Janet and I have a half dozen dishes I’ve concocted over our many years of sharing meals and we turn to them when we yearn to be free of the world’s burdens. One is my take on our Grandma Bella’s soothing chicken fricassee with tiny meatballs.
Congee, a gingery Chinese rice porridge, drizzled with toasted sesame oil and soy sauce is another. Particularly welcoming in cool weather, is a Moroccan lamb stew, or tajine, with dried apricots and prunes, served with chewy pearls of Israeli couscous.
To us, wide buttered egg noodles into which sweet butter has been stirred is the epitome of comfort food. Top that with cheesy creamed spinach or our latest favorite, a nice-sized portion of chunky creamed chicken in a sauce made with white wine, into which some sliced mushrooms and a handful of sweet peas are tossed. This may be eaten with big soup spoons. We very much take comfort there.
Serves 2 to 3
If you don’t have dried porcini mushrooms on hand, you can substitute sautéed sliced fresh cremini mushrooms (about 1/2 cup).

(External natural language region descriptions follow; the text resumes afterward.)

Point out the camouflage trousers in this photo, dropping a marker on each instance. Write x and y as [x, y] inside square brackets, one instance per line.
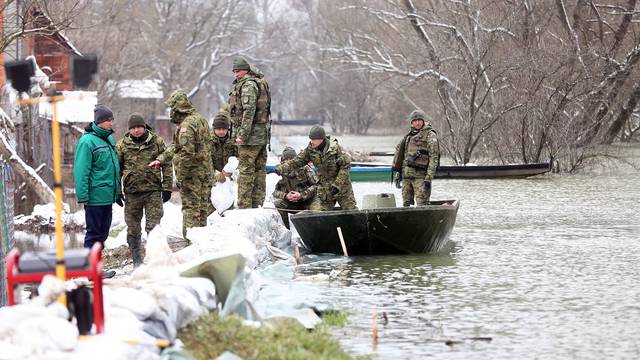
[414, 187]
[195, 193]
[149, 204]
[252, 179]
[288, 205]
[324, 200]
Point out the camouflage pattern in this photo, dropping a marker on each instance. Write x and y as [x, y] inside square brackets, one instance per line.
[134, 156]
[191, 155]
[419, 162]
[252, 179]
[221, 150]
[250, 108]
[334, 182]
[149, 203]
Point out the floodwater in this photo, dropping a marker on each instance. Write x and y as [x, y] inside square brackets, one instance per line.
[546, 268]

3/4 pound – 1 pound cubed, cooked, white meat chicken breast (from a rotisserie chicken)
1-ounce dried porcini mushrooms
1 1/2 cups rich chicken broth (or canned chicken broth)
3/4 cup frozen peas, thawed, or par-boiled fresh peas
1/2 cup Madeira, white wine, or sherry
3 tablespoons butter
3 tablespoons flour
1/2 cup heavy cream
Salt and freshly ground black pepper
1 tablespoon minced fresh herbs, such as tarragon, thyme, and rosemary (or a combination)

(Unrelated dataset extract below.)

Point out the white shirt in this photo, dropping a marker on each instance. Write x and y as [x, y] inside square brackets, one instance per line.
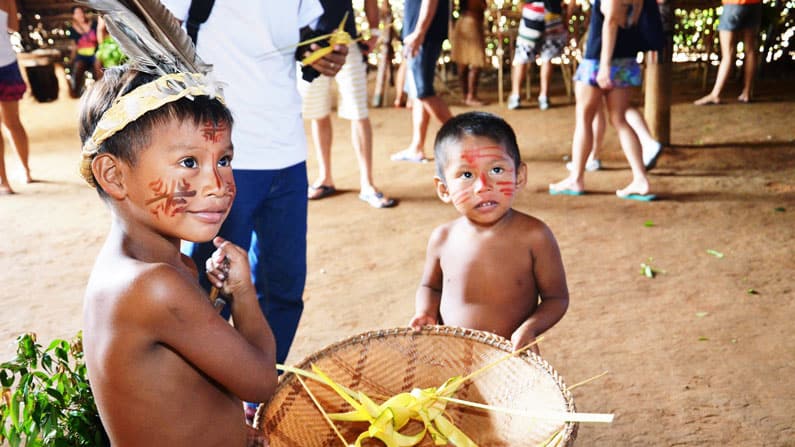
[251, 45]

2 tablespoons finely chopped fresh parsley, for garnish
Wide (buttered) egg noodles, for serving (cooked following the package’s direction)
Place the porcini mushrooms in a small bowl and cover with 1/2 cup of hot water. Let sit for 20 minutes. Remove the mushrooms, squeezing them dry, and reserve the liquid in the bowl. Coarsely chop the mushrooms and set aside.
In a large saucepan or Dutch oven, melt the butter over medium-low heat.
Add the flour and stir 1 to 2 minutes until incorporated. Whisk in the Madeira or sherry, mushroom liquid, and chicken broth. Raise heat to high and whisk, stirring, until mixture comes just to a boil and thickens. Add cream and continue to whisk until sauce is thick enough to heavily coat the back of a spoon.
Remove from heat. Season with salt and pepper and add fresh herbs, reserving the 2 tablespoons of fresh parsley. Add chicken to pot, along with the porcini mushrooms and peas. Serve immediately on buttered wide egg noodles, garnished with parsley.